*Por Paulo Larazi, CEO da Recrutei
O desaparecimento de candidatos durante processos seletivos, conhecido como ghosting reverso, tem crescido. Isso revela mais sobre as falhas das empresas do que sobre a postura dos profissionais. Embora muitos ainda vejam essa desistência repentina como falta de comprometimento, essa visão ignora o contexto atual do mercado. Hoje, o equilíbrio entre empresas e talentos está mudando. Candidatos qualificados têm mais opções e estão mais seletivos. Essa atitude dos candidatos é uma resposta natural às novas dinâmicas do mercado.
Participar de um processo seletivo exige tempo, energia emocional e, muitas vezes, adaptações na rotina. Quando a experiência oferecida pela empresa não demonstra o mesmo nível de comprometimento, é natural que o candidato reavalie sua permanência.
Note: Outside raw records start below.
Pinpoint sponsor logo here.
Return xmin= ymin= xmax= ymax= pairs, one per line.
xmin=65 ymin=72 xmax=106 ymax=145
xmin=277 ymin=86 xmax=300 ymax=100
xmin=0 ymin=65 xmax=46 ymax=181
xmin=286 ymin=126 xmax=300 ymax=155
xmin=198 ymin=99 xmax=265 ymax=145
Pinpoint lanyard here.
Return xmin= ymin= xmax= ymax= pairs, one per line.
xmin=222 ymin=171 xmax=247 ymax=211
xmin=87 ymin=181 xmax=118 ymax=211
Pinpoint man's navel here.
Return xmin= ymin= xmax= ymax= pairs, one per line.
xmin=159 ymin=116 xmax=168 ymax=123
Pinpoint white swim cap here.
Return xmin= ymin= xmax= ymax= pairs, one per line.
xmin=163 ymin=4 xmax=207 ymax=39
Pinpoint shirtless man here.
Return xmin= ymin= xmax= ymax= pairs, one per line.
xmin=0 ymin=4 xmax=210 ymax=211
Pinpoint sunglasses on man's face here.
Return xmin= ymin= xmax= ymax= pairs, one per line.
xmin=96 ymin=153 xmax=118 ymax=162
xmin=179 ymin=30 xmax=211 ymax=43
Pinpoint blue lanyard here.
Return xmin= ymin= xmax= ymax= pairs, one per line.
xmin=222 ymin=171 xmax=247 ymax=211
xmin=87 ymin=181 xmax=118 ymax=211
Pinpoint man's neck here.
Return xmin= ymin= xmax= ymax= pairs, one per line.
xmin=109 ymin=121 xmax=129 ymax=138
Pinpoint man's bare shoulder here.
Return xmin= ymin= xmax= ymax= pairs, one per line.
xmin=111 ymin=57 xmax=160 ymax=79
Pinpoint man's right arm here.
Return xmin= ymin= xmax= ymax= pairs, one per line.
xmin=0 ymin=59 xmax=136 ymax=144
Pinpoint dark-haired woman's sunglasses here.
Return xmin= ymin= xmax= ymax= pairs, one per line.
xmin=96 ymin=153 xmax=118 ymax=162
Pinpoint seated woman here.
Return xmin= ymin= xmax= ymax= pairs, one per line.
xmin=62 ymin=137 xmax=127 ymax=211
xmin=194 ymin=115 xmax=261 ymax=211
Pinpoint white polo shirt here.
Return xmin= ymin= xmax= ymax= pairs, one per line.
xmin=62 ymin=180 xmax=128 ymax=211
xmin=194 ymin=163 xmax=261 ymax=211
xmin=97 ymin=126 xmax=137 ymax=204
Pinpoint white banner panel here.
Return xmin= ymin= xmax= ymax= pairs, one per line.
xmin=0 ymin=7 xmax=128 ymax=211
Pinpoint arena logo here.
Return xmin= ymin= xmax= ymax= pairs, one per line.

Processos longos, repletos de etapas pouco objetivas, sem retorno claro ou com comunicação ineficiente são percebidos como sinal de desorganização.
Segundo um estudo da Glassdoor, processos com mais de quatro etapas têm 20% mais chances de serem abandonados. A mensagem implícita é clara: se a entrada na empresa já é desgastante, isso reflete diretamente na experiência do colaborador ao longo do tempo. Outro dado que merece atenção vem do relatório Candidate Experience Benchmark Research, da Talent Board. Mais de 52% dos candidatos afirmam que nunca recebem feedback após entrevistas. Essa ausência de retorno não é apenas uma falha de comunicação; é uma quebra de confiança que afeta diretamente a percepção sobre a empresa.
Em um cenário de competição por talentos, deixar candidatos sem qualquer resposta é uma escolha arriscada, que pode comprometer a reputação da marca empregadora. Prova disso é que 72% dos candidatos compartilham experiências negativas com amigos ou nas redes quando se sentem mal tratados durante a seleção, como mostra levantamento da AIHR. Mesmo assim, ainda são comuns as queixas de recrutadores frustrados com o sumiço de candidatos, sem que se avaliem com profundidade os motivos por trás desse comportamento. O abandono não acontece por acaso. Ele é uma resposta a uma jornada seletiva que não valoriza quem participa dela. É um sinal de alerta e deve ser interpretado como tal.
Responsabilizar o candidato pela evasão é uma forma simplista de lidar com um problema complexo. Reduzir o ghosting reverso exige mais do que mensagens automáticas ou cobranças por mais comprometimento. Requer profissionalismo, empatia e organização. Um processo bem estruturado, com etapas necessárias e bem explicadas, comunicação ágil e humanizada e retorno consistente é hoje um diferencial competitivo. Recrutar talentos é também construir vínculos, e vínculos só se sustentam com respeito mútuo.
Sendo assim, empresas que desejam atrair e reter os melhores profissionais precisam encarar o processo seletivo como parte da sua identidade e cultura. Quando um candidato desiste, ele está enviando uma mensagem importante: algo naquela experiência não fez sentido. Ouvir esse sinal e reavaliar a própria abordagem pode ser o primeiro passo para construir uma relação mais equilibrada, eficiente e, acima de tudo, humana com o mercado de trabalho.
*Paulo Lazari é CEO e fundador da Recrutei, software de recrutamento e seleção.